Cristiansson: Ich kenne mich da eigentlich gar nicht so gut aus, weil ich ganz schlecht darin bin, mich um neue Musik zu kümmern (lacht). Ich entdecke eigentlich immer nur alte Sachen. Ich finde zum Beispiel das Album von BLACK TRIP großartig, aber ich bin jetzt keiner, der aktiv nach diesen Bands sucht.
Bergerståhl: Ich weiß nicht warum, aber die meisten dieser Bands klingen wie etwas, das vor 40 Jahren produziert wurde. Wenn du Spaß daran hast so eine Musik zu machen, ist das natürlich gut, aber ich halte das so wie Tobi und höre mir lieber alte Sachen an.
Cristiansson: Wichtig ist das für die jungen Hörer.
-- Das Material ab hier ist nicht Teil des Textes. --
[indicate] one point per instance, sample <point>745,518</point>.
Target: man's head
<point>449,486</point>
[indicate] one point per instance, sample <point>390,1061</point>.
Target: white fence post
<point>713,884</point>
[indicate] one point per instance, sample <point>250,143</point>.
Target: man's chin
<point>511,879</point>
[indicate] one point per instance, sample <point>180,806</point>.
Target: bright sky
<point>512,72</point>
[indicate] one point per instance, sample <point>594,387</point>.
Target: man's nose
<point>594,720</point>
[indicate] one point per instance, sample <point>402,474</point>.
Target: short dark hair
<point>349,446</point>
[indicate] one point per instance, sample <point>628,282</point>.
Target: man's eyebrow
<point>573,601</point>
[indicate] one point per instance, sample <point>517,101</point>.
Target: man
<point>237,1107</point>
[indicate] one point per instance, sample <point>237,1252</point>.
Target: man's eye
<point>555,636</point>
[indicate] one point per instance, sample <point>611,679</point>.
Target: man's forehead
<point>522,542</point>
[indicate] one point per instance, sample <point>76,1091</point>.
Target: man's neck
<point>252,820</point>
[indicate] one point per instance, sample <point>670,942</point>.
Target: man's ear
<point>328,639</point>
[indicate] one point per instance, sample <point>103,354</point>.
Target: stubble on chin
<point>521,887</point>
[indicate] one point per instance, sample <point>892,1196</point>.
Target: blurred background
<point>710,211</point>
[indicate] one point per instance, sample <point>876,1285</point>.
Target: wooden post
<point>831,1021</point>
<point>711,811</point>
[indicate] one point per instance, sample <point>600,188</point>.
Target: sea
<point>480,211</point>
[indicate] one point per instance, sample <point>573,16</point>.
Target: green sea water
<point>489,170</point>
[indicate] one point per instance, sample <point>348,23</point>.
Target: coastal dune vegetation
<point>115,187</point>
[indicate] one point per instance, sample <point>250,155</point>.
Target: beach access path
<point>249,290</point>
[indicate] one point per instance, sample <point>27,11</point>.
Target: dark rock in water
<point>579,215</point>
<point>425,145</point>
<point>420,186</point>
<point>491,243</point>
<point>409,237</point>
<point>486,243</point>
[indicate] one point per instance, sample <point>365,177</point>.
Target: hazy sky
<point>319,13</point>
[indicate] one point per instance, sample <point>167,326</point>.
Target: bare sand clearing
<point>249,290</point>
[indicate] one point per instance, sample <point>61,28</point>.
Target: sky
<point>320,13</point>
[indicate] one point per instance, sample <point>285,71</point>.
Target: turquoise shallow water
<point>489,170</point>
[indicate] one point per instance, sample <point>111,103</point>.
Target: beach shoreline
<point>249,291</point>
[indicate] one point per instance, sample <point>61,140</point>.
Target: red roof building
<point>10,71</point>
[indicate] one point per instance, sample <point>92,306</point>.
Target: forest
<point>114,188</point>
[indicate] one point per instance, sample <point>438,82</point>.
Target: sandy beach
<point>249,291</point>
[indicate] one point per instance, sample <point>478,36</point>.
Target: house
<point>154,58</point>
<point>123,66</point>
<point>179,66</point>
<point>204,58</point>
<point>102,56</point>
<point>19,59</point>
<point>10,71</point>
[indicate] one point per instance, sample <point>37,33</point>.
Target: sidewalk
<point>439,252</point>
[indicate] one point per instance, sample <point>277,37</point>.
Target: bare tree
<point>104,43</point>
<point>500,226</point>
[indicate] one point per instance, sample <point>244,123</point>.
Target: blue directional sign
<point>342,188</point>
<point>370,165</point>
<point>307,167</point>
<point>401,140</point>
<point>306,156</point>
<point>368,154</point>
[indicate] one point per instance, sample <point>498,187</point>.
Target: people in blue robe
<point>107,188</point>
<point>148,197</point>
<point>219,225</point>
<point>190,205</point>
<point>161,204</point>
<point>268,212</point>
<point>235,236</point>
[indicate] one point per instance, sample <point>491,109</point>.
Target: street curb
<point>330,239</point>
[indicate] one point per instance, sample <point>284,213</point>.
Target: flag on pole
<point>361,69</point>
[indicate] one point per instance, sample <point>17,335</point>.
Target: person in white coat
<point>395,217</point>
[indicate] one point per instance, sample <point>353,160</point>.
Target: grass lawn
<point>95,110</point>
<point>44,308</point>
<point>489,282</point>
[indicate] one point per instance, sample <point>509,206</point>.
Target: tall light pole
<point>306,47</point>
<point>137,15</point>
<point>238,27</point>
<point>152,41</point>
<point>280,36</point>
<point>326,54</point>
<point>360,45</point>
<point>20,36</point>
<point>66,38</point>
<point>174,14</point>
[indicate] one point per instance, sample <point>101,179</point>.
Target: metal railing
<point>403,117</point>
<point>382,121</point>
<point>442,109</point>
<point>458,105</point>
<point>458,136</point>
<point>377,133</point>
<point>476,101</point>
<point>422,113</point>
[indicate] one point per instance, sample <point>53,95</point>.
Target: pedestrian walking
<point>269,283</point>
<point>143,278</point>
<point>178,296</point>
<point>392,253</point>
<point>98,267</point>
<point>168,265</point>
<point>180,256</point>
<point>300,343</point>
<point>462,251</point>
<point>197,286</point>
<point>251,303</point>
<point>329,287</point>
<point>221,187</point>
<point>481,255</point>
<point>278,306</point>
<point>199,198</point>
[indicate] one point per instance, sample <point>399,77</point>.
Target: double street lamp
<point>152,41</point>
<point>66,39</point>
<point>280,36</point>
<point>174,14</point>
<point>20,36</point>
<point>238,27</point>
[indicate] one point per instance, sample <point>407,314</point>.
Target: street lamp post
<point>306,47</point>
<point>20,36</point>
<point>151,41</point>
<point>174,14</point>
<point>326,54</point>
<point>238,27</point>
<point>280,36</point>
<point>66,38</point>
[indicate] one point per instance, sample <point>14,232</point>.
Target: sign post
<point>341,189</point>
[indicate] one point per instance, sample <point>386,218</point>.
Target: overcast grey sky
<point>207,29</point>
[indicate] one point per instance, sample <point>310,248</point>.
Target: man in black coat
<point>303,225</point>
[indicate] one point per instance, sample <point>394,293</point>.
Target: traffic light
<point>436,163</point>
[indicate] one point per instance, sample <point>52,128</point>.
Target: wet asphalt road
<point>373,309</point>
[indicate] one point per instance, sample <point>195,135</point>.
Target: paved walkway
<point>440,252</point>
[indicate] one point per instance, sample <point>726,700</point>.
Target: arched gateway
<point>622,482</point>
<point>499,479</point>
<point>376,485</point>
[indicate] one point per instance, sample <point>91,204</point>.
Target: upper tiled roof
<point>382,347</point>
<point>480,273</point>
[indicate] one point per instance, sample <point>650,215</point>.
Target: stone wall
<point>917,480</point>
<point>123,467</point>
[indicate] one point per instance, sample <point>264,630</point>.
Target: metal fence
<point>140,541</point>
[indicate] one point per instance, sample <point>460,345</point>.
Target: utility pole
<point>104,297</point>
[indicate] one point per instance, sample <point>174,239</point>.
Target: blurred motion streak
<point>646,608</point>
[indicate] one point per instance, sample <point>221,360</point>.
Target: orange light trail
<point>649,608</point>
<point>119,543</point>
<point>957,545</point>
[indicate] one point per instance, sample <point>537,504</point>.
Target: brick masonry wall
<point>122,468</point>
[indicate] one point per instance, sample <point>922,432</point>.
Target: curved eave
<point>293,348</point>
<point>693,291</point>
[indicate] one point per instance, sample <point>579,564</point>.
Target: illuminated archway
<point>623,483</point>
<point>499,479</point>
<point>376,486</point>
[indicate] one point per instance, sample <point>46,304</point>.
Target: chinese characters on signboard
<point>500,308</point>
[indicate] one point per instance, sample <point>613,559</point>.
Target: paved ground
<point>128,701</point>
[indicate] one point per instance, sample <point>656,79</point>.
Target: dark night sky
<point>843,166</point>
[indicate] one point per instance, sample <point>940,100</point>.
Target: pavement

Die wollen doch auch etwas Erfrischendes haben, das gilt auch für die jüngeren Death-Metal-Bands.

Ist das Vermissen eurer Familien und Heimweh ein stärkeres Thema als früher für euch?

Bergerståhl: Das war schon immer schwierig. Du musst natürlich Kontakt halten mit Familie, Freundin oder Ehefrau und das kann schon hart sein, denn du kannst nicht herumrennen und dauernd telefonieren oder skypen, weil du auf Tour einen Job zu erledigen hast. Das Internet hat aber glücklicherweise alles extrem vereinfacht.

Was werden denn eure Highlights neben der Albumveröffentlichung im nächsten Jahr?

Cristiansson: Wir werden wieder eine Menge touren und auch Festivals spielen, aber besonders aufgeregt sind wir auf Südafrika. Dort hat jemand ein Metalfest zusammengestellt und wenn Ebola das Land nicht einnimmt, werden wir dort unsere persönliche Premiere feiern (lacht).
Bergerståhl: Ich denke auch nicht, dass wir die Popularität von GRAVE noch weiter steigern können. Ich denke, wir haben die Spitze ziemlich erreicht. Natürlich könnte man so populär wie CANNIBAL CORPSE sein, aber das wird sich wohl nicht mehr ausgehen.